Cerus Corporation, Concord, CA, USA Concord, California, United States
Background/Case Studies: Since late 2023, outbreaks of Oropouche virus (OROV) have been documented in South America and the Caribbean, prompting the CDC to issue a level 2 travel health notice in some regions. This outbreak has again highlighted the risk of arthropod-borne viruses to blood supply sustainability and safety, even in areas not directly impacted by the outbreak, as travel-associated cases have already been confirmed in regions of North America and Europe. California encephalitis virus (CEV), along with OROV, is part of the Orthobunyavirus genus, in the family Peribunyaviridae. CEV, like OROV, is a negative sense, single-stranded RNA virus that is transmitted to humans through the bite of an infected mosquito. Although CEV and OROV belong to separate serogroups, they have similarities in their genome and virion structure as members of the same genus. Though CEV infection in humans is relatively rare, it was used as a representative for orthobunyaviruses to determine the efficacy of the amotosalen and UVA (AMO-UVA) pathogen reduction technology (PRT) to mitigate the increased risks associated with the growing OROV outbreak.
Study
Design/Methods: Spiking and inactivation experiments with CEV were performed using the INTERCEPT® Blood System for Platelets PRT. Eight replicates were performed, four in platelet concentrates (PC) suspended in 100% plasma and four in PC suspended in 35% plasma/65% platelet additive solution (PAS). For each replicate, PC from individual donors were adjusted to approximately 285mL. Each replicate was contaminated with CEV to achieve a titer of approximately 4 log pfu/mL in each platelet unit. After contamination, each replicate was dosed with approximately 150 mM amotosalen and a pre-treatment control sample (pre-UVA) was taken. Each unit was then treated with a single target dose of 3.6J/cm2 UVA and a post-treatment sample (post-UVA) was taken. The Vero76 cell-based plaque assay system was used to determine the pre- and post-UVA viral titers. The log reduction factor was calculated based on the difference between the log pfu/mL values in the pre- and post-UVA samples.
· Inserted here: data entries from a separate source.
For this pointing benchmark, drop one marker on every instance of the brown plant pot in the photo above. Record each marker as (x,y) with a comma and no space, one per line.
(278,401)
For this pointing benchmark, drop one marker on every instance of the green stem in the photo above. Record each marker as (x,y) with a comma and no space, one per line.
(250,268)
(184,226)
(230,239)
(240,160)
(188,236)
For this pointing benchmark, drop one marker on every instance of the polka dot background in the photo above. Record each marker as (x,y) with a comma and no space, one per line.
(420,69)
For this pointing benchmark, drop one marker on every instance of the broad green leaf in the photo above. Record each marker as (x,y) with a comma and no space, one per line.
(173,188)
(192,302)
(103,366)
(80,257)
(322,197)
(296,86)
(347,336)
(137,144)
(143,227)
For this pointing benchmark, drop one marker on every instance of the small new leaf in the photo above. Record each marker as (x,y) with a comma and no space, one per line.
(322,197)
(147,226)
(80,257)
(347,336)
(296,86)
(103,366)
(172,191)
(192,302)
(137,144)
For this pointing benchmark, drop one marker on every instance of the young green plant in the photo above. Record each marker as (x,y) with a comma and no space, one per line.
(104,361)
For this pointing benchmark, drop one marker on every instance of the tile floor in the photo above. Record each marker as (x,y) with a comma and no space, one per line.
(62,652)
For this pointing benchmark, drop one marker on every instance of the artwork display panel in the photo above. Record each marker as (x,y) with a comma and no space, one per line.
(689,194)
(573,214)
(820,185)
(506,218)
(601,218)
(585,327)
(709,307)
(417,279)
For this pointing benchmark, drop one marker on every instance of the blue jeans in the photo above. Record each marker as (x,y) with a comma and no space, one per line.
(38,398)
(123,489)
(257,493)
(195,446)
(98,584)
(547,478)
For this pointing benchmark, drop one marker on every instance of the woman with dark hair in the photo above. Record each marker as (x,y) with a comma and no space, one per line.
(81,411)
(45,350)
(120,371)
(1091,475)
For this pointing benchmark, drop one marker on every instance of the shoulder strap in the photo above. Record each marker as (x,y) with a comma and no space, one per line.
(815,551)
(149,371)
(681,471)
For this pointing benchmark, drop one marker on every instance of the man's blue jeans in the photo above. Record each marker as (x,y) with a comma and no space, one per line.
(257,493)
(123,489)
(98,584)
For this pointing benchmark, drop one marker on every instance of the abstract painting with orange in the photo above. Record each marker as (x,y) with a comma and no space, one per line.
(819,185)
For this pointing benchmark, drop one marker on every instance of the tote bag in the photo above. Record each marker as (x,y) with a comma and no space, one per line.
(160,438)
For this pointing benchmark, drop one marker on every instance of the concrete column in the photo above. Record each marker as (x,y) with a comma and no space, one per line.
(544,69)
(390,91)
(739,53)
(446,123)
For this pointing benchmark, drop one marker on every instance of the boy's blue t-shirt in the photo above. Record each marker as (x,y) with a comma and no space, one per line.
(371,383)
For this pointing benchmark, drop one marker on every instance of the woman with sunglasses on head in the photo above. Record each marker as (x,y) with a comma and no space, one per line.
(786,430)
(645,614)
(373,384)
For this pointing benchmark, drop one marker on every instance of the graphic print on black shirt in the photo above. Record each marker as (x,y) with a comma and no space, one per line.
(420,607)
Results/Findings: The table shows the average log reduction factor for CEV achieved in both PC suspended in 100% plasma and in 35% plasma/65% PAS using AMO-UVA PRT.
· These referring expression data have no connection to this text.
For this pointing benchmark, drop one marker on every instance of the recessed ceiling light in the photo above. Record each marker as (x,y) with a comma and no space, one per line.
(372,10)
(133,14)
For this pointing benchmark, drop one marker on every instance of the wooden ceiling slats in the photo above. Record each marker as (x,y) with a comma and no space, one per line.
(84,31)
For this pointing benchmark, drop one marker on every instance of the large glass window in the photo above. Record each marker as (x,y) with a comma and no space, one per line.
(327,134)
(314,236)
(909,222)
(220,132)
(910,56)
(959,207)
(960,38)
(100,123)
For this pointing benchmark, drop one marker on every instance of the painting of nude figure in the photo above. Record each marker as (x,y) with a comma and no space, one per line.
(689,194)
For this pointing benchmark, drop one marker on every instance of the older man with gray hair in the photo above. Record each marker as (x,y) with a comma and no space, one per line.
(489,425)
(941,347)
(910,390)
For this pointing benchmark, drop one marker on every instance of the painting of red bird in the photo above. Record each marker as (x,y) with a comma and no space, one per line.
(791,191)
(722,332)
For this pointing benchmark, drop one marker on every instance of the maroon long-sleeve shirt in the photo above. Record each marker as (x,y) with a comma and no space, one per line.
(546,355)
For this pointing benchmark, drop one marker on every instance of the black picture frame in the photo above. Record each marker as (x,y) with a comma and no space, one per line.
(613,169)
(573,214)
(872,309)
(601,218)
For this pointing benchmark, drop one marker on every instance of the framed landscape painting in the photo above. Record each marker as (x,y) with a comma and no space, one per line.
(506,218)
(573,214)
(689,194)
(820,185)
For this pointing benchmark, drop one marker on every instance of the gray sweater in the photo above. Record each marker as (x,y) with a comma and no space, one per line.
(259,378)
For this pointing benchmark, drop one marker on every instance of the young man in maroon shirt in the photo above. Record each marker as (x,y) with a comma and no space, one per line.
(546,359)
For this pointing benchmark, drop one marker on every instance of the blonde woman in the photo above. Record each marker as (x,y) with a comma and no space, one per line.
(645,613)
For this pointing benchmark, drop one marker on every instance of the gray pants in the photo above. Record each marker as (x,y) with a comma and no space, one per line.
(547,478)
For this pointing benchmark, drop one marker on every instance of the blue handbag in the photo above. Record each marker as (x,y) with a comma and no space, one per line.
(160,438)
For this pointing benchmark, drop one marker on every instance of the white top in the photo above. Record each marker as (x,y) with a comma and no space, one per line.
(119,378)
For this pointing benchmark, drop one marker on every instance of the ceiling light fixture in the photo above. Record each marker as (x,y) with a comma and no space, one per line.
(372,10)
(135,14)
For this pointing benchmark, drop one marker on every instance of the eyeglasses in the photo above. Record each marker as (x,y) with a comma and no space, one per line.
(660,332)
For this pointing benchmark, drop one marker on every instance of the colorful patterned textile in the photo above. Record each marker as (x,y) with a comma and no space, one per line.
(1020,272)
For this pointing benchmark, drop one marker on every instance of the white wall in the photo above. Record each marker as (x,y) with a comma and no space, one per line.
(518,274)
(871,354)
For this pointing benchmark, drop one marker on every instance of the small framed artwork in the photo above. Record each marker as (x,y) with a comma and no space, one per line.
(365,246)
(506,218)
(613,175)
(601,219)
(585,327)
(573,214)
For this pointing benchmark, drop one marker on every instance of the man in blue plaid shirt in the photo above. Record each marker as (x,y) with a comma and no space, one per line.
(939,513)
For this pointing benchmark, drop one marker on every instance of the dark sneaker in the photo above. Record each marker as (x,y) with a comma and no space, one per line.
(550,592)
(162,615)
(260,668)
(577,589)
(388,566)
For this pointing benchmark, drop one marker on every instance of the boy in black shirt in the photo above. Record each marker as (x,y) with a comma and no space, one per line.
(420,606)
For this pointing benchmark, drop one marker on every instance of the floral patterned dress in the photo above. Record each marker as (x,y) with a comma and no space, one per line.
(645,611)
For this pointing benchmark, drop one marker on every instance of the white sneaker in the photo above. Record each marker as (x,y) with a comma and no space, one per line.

Conclusions: Treatment with AMO-UVA PRT inactivated 3.9 log pfu/mL of CEV in PC suspended in 100% plasma and 4.5 log pfu/mL of CEV in PC suspended in 35% plasma/65% PAS. These results indicate that AMO-UVA treatment effectively inactivates CEV in platelet components. Considering the similar genome and virion structure between CEV and OROV, these results suggest that AMO-UVA PRT may also be effective in reducing the risk of OROV transfusion transmitted infections.